In reality however, Google hasn't written any of the client apps Apple bundles with the iPhone OS, which is why the company responded with some degree of surprise when Apple launched the iPhone with its slick Maps app and mobile Safari browser leveraging the open APIs Google provides for its mapping services. Apple worked closely with Google to support serving Flash-free video to the iPhone's YouTube app, but the design and implementation of that client app were still Apple's work.

Google also had nothing to do with the development of the iPhone's Mail application. Google's own mail service for Android is actually split into two apps: one supporting GMail and another for standard Internet email accounts.

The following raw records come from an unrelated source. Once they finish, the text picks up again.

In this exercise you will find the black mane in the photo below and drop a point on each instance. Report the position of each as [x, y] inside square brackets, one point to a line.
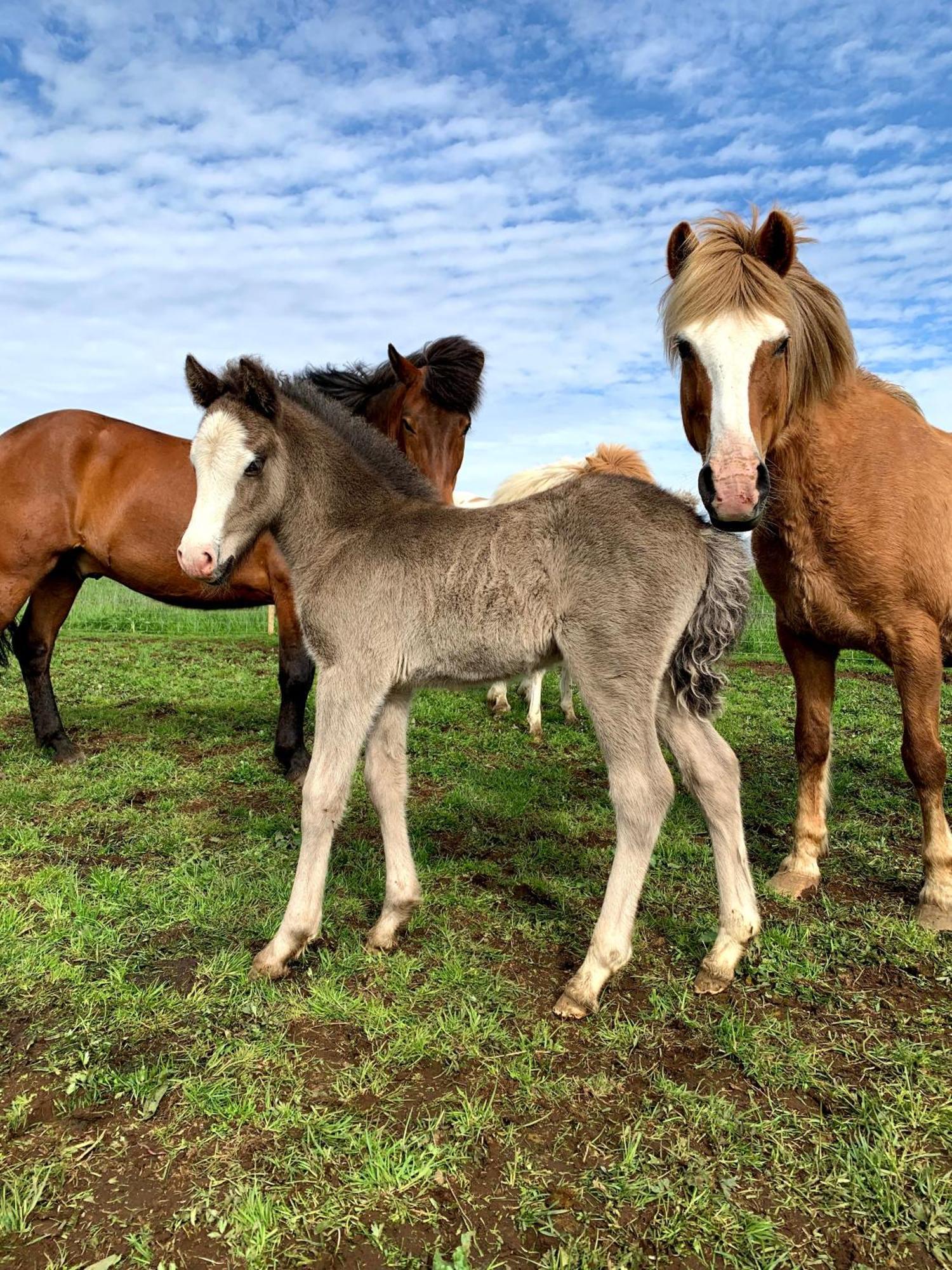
[454, 366]
[380, 454]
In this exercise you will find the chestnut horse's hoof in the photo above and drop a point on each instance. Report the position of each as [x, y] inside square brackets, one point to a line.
[794, 886]
[934, 919]
[65, 752]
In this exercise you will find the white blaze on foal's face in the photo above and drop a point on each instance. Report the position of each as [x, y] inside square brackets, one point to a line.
[220, 457]
[731, 369]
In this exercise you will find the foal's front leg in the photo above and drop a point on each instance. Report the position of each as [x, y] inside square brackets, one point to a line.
[346, 713]
[814, 666]
[385, 774]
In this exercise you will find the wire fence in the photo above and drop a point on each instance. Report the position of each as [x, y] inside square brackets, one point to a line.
[105, 608]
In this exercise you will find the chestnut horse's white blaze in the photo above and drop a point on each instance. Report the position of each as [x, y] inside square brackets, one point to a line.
[727, 347]
[220, 457]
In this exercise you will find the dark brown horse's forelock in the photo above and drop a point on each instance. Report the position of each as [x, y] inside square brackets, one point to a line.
[453, 365]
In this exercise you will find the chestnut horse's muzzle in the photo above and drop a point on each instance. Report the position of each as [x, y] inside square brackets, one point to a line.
[734, 506]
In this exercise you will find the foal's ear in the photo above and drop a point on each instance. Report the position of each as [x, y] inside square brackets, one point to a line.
[777, 243]
[404, 369]
[681, 244]
[204, 387]
[260, 387]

Apple's platform strategy requires control

At the same time, Apple's iPhone partnership with Google in web services, which pair Apple's easy to use client apps with Google's powerful backend services, has most certainly been strained by Google's increasingly brutal portrayal of Apple and the iPhone as a dystopian environment out of "1984" along with recent comments by Andy Rubin, Google's VP of engineering, that outrageously compared Apple to North Korea.

It is likely that Apple will increasingly want to lessen its dependance upon Google and leverage alternative web service providers. That is an available option for Apple precisely because it chose to control its own client apps on the iPhone rather than delegating that work to Google or other third parties. That's also the reason Apple cites for not approving certain apps, including Google Voice, that would effectively replace core iPhone apps.

Apple has learned painful lessons in the past about delegating its platforms' core apps to third parties. The original Macintosh handed the productivity software market to Microsoft and created the desktop publishing market for Aldus and Adobe; those companies then took their apps to Windows in the early 90s, leaving Apple largely stranded and powerless to do anything about it.

In the late 90s, Apple again found itself at the mercy of Microsoft in web browsers. When Microsoft all but abandoned the Mac version of Internet Explorer, Apple set out to develop its own independent browser in Safari. That has since given the company the unfettered ability to lead and innovate both on the Mac desktop and on the iPhone, iPod touch, and iPad.

Apple's desire to maintain control of its platforms' destiny also plays a large role in the company's refusal to support Java, Flash, or Silverlight on the iPhone OS and its lack of support for Windows Media DRM on the iPod. Both decisions have made it far easier for Apple to rapidly update and secure the iPhone OS and introduce new features and changes.